Trump’s Bill Cuts Medicare, Gives to Pentagon. Rep. Massie Says Bill Adds $20 TRILLION to the Debt

Republicans can only afford to have three members vote ‘no’ to stop Trump’s “big, beautiful bill.” Representative Thomas Massie said that he is opposed to the bill that adds $20 trillion to the debt over 10 years. He said, “I don’t think he [Mr Trump] wants to talk about cutting spending.”

Trump emphasized that he does not want Medicare touched, and said that only waste, fraud and abuse would be cut. Representative Ted Lieu observed, “I don’t think the President has read the bill.
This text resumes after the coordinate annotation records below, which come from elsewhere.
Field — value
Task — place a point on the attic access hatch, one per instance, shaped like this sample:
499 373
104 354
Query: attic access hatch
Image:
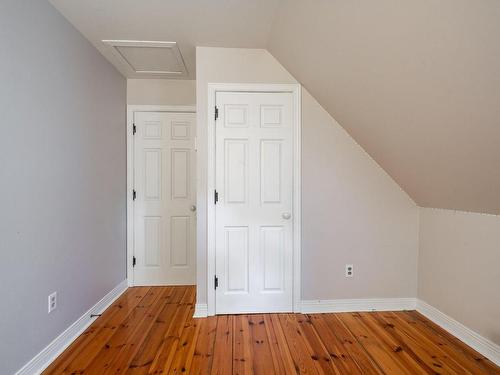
144 59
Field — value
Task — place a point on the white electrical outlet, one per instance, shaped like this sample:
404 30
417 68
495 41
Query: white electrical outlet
349 270
52 302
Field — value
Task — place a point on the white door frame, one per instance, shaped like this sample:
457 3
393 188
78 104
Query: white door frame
295 90
131 109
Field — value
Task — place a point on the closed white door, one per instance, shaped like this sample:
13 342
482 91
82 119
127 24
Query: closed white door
254 218
165 193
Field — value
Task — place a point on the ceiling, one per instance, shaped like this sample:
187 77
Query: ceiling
416 83
189 23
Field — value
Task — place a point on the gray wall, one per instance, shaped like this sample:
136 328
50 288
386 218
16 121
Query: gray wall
62 177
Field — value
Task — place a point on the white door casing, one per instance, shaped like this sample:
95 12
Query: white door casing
164 180
254 215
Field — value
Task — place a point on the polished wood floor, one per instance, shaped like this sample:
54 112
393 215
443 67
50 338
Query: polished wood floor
151 331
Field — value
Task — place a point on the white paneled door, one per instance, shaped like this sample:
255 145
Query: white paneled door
254 218
165 196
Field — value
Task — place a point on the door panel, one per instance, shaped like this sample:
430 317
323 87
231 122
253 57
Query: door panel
164 179
254 213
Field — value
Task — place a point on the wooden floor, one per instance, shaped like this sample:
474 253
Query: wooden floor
151 331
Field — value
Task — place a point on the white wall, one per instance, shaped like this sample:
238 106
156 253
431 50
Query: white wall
352 210
62 177
161 92
459 270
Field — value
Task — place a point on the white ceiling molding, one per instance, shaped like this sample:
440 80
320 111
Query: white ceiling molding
148 59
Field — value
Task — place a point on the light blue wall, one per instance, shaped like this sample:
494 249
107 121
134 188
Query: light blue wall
62 177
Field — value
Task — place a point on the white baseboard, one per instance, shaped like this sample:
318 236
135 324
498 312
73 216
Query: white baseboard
200 310
477 342
61 342
353 305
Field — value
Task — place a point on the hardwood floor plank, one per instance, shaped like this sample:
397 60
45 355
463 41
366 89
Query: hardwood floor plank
204 350
165 355
403 352
151 330
338 354
320 353
448 343
104 330
117 311
144 357
185 348
126 330
262 356
242 346
223 353
282 359
357 352
133 344
381 352
425 350
301 352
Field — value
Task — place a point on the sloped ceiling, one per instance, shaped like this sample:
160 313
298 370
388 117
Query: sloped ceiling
190 23
416 83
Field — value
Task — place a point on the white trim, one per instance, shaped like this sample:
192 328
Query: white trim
477 342
131 109
354 305
295 89
43 359
200 310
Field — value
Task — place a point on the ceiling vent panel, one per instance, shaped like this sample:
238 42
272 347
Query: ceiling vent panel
149 59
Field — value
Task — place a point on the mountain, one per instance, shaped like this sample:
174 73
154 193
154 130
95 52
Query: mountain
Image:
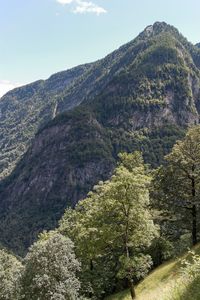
140 97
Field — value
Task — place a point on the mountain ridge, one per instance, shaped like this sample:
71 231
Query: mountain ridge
145 95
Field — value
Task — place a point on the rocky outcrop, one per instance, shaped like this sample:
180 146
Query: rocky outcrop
141 97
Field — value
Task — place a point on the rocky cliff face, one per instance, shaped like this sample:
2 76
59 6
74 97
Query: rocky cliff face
141 97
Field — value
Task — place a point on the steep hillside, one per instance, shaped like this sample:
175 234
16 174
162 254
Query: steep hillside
160 284
142 96
25 109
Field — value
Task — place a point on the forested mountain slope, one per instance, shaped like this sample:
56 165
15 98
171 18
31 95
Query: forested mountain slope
142 96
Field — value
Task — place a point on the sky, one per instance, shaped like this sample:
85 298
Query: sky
41 37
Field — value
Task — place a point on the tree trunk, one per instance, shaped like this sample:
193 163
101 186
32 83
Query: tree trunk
132 289
194 225
194 215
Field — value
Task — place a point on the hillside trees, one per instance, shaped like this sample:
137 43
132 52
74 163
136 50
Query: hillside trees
50 269
10 272
114 225
177 184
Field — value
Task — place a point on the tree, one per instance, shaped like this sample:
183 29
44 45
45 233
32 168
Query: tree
50 270
10 272
177 184
115 221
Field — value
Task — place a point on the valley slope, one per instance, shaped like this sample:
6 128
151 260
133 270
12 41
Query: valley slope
141 97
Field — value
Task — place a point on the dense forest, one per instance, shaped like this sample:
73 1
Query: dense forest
100 177
124 228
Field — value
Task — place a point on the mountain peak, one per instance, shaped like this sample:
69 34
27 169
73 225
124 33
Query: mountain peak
157 28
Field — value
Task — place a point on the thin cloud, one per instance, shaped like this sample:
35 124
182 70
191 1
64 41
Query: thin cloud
6 86
83 7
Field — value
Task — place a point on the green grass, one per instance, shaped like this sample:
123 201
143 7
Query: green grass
165 283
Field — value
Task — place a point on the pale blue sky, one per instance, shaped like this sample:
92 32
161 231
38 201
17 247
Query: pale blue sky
41 37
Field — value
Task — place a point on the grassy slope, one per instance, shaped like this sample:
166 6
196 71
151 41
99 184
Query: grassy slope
159 284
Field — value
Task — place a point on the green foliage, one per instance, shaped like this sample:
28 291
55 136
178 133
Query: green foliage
10 273
50 270
113 222
176 185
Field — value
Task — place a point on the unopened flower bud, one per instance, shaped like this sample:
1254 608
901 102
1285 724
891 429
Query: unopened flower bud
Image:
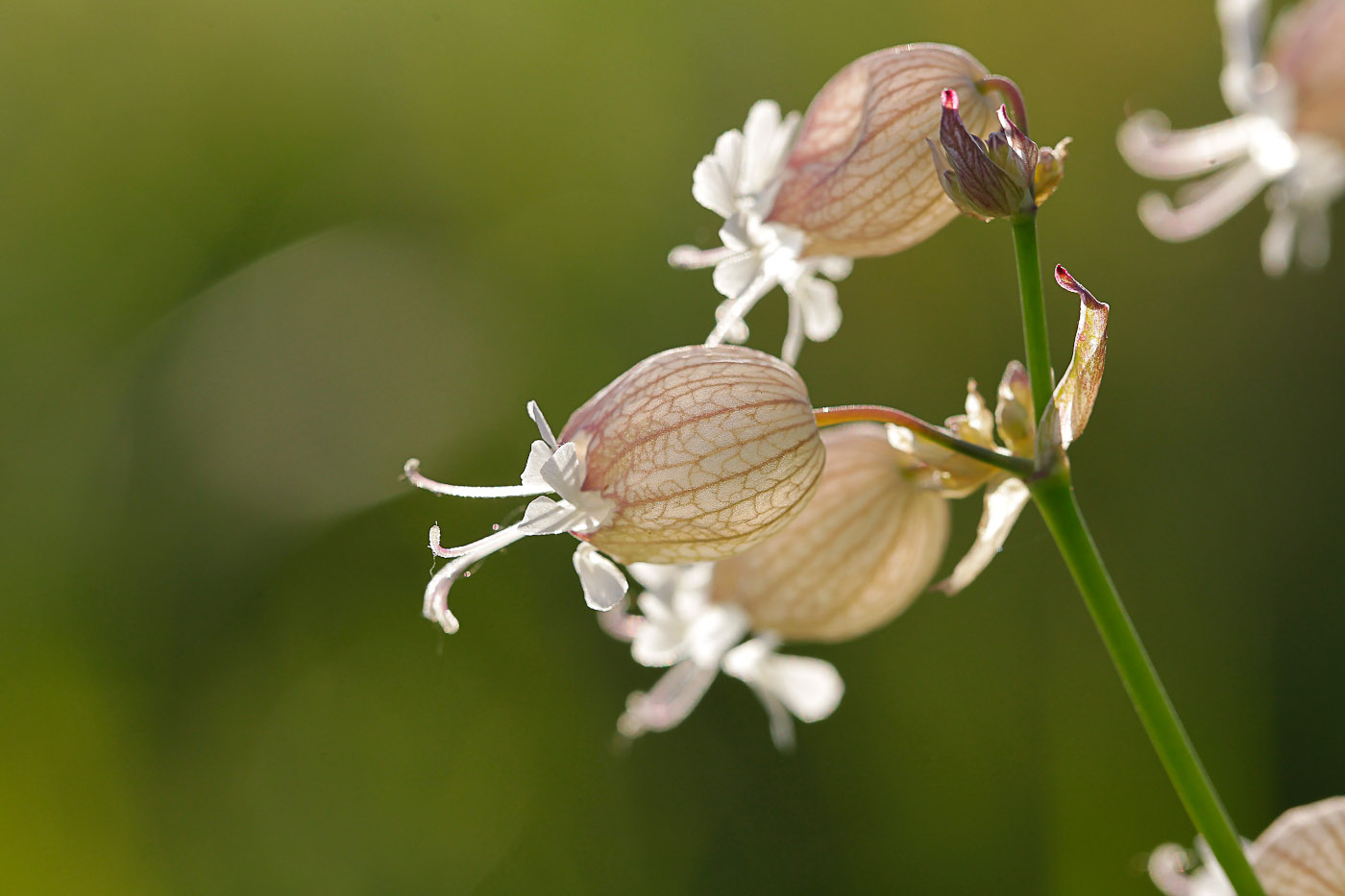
991 178
800 201
1051 170
865 546
856 182
695 453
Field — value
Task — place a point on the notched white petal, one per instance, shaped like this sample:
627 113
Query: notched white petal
669 702
604 586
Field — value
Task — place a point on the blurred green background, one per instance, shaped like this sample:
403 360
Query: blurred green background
256 254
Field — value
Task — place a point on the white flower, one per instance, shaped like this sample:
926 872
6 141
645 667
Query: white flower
551 469
1260 145
682 628
740 182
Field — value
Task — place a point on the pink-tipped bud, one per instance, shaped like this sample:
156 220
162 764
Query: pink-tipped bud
864 547
1308 51
991 178
701 451
857 181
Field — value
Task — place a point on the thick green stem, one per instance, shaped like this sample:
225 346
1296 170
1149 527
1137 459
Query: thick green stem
1055 498
1033 311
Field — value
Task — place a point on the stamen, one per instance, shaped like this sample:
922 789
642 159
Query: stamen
743 303
1220 198
416 478
464 557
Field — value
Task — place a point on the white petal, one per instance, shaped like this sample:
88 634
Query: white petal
713 631
547 517
1005 499
733 275
760 150
672 700
809 688
542 426
836 267
564 472
817 301
736 331
604 586
531 476
715 180
1154 150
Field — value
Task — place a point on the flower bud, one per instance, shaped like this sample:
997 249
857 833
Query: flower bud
864 547
701 451
991 178
857 180
1308 51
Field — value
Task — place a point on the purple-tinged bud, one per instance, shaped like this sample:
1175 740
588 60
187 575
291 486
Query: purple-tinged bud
865 546
701 451
1308 51
856 181
991 178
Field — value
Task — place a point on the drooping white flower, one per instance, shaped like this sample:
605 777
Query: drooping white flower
739 182
679 627
692 455
551 469
1284 133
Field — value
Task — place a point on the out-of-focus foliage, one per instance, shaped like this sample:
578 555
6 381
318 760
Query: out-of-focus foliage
255 254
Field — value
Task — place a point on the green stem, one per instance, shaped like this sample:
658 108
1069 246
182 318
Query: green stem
1055 499
1055 496
838 415
1033 311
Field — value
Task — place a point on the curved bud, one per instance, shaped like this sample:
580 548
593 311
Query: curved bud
864 547
858 180
699 452
1308 51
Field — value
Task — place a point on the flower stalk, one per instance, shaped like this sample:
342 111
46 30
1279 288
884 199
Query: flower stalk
1019 467
1033 311
1055 498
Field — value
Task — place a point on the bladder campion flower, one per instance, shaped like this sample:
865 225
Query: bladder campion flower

He said ‘Don’t F around with Medicaid.’ The bulk of their bill messes around with Medicaid.”

Meanwhile, zero cuts were made to the Pentagon, instead, about $10 billion was funneled into it.

About 80 million Americans get Medicare and 70 million get Medicaid. Analysis from the congressional budget office shows that 7.6 million people would lose their Medicaid coverage if the current House proposal becomes law. 63% of nursing home care is funded by Medicaid. The bill would also cut 3 million people from the SNAP food stamps program.

The Joint Committee on Taxation (JCT) estimated that the bill as written would increase deficits by $3.8 trillion through to 2034.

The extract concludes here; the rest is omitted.